# Ipad for Client Presentations



## Robert Pope (Sep 18, 2010)

Folks,

Anyone using the Ipad for showing work to potential clients? I saw a David Ziser post on usiing it and I wondered what experiences others have had?

Thanks


----------



## Destin (Sep 18, 2010)

No, But I plan on it. As soon as I get better camera gear I'll be buying an ipad to throw in my bag. In a pinch it can also be used to dump your memory card into if you need more space, or to back up photos


----------



## TundraFlyer (Sep 18, 2010)

Destin said:


> No, But I plan on it. As soon as I get better camera gear I'll be buying an ipad to throw in my bag. In a pinch it can also be used to dump your memory card into if you need more space, or to back up photos



Yeah, that would be great if it came with any type of memory slot.  Which it doesn't.  You have to buy an expensive add on from Apple that then sticks out the side.  No USB either.  Sigh!  And the above is why I don't buy anything that makes me use "their" proprietary interfaces.  Sony is starting to learn, Apple still hasn't.

- Jeff


----------



## Robin Usagani (Sep 18, 2010)

I plan on it when I do weddings.


----------



## g-fi (Sep 18, 2010)

I'll wait to see what Google's G-pad is like before I consider it. A tablet PC would do the same thing while providing all the functionality of a laptop.


----------



## Big Mike (Sep 20, 2010)

It definitely rates high on the 'wow' factor, but not so much on the user friendly or functionality factors.  

Also, I don't know if there is a way to calibrate the display for accurate colors & tones...which may or may not be a factor for you.


----------



## Robert Pope (Sep 20, 2010)

Good points everyone -- not sure about the color calibration, either.

I do like the idea of no longer printing (or having printed) portfolio prints. Saving that expense (plus the book, pages, etc.) is nice and it would be much easier to maintain and update.

PLUS, images look better on screen than printed with ink.


----------



## supraman215 (Sep 20, 2010)

TundraFlyer said:


> Sony is starting to learn...



It's funny, I never thought this day would come. Now Sony is offering SD card slots in their cameras, phones. Crazy.


----------



## TundraFlyer (Sep 21, 2010)

As a related note, one of the problems with using something like the IPad (or any tablet for that matter) is only so many people can look at the screen at the same time.  While this is true for a binder portfolio, at least with a binder you can take individual pictures out and pass them around the table.  Different people will pause longer over different pictures.  Just some food for thought.

- Jeff


----------



## ghache (Sep 21, 2010)

for the price of the ipad, i would get a lcd TV.

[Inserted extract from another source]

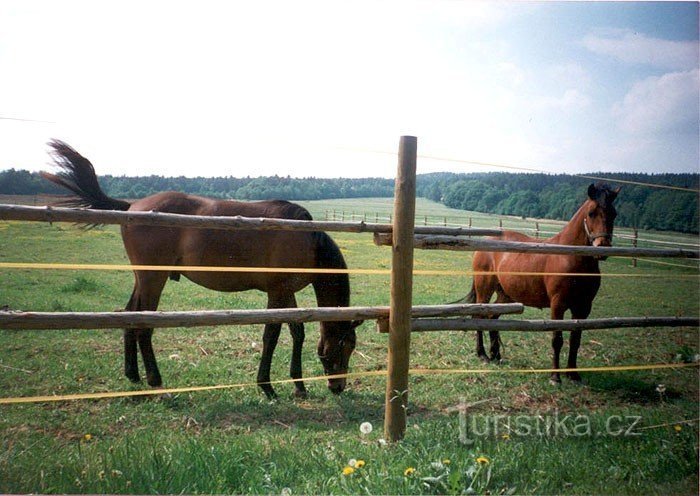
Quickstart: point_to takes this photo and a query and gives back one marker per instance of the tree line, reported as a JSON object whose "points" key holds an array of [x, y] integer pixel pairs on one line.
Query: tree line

thats what i use right now and it works really good,

and some printed shot in binders

its large and the resolution is really good.


----------



## rainking (Sep 21, 2010)

Mini notebook. Small, some have a battery that last 10 hours, have usb/card reader, 10" screen, it's a PC and it's half the price! You get more for less. What a concept. 

*Newegg.com - PCs & Laptops,Netbooks,Mini*


----------



## David Dvir (Sep 22, 2010)

I use the iPad.  I always prefer printed images to hand to people but the iPad is so great for dumping photos or mini libraries on in a hurry.  It's way better than a laptop because it's at least something you can give them in their hands.  Another nice feature about it that it's cheap..  compared to printing constantly, this is a very cheap method after the initial cost.  That and if you have any videos you'd like to show your client, it's really perfect.  

My say is that they're not ideal, but incredibly handy, enough that they do a great job.


----------



## fredlittell (Sep 29, 2010)

Just got an iPad to show portfolios.  I decided against 3G access because the costs can be rather high if one goes too high on data use.  Thus far I love the color and am using either PowerPoint or Keynote for the presentations.


----------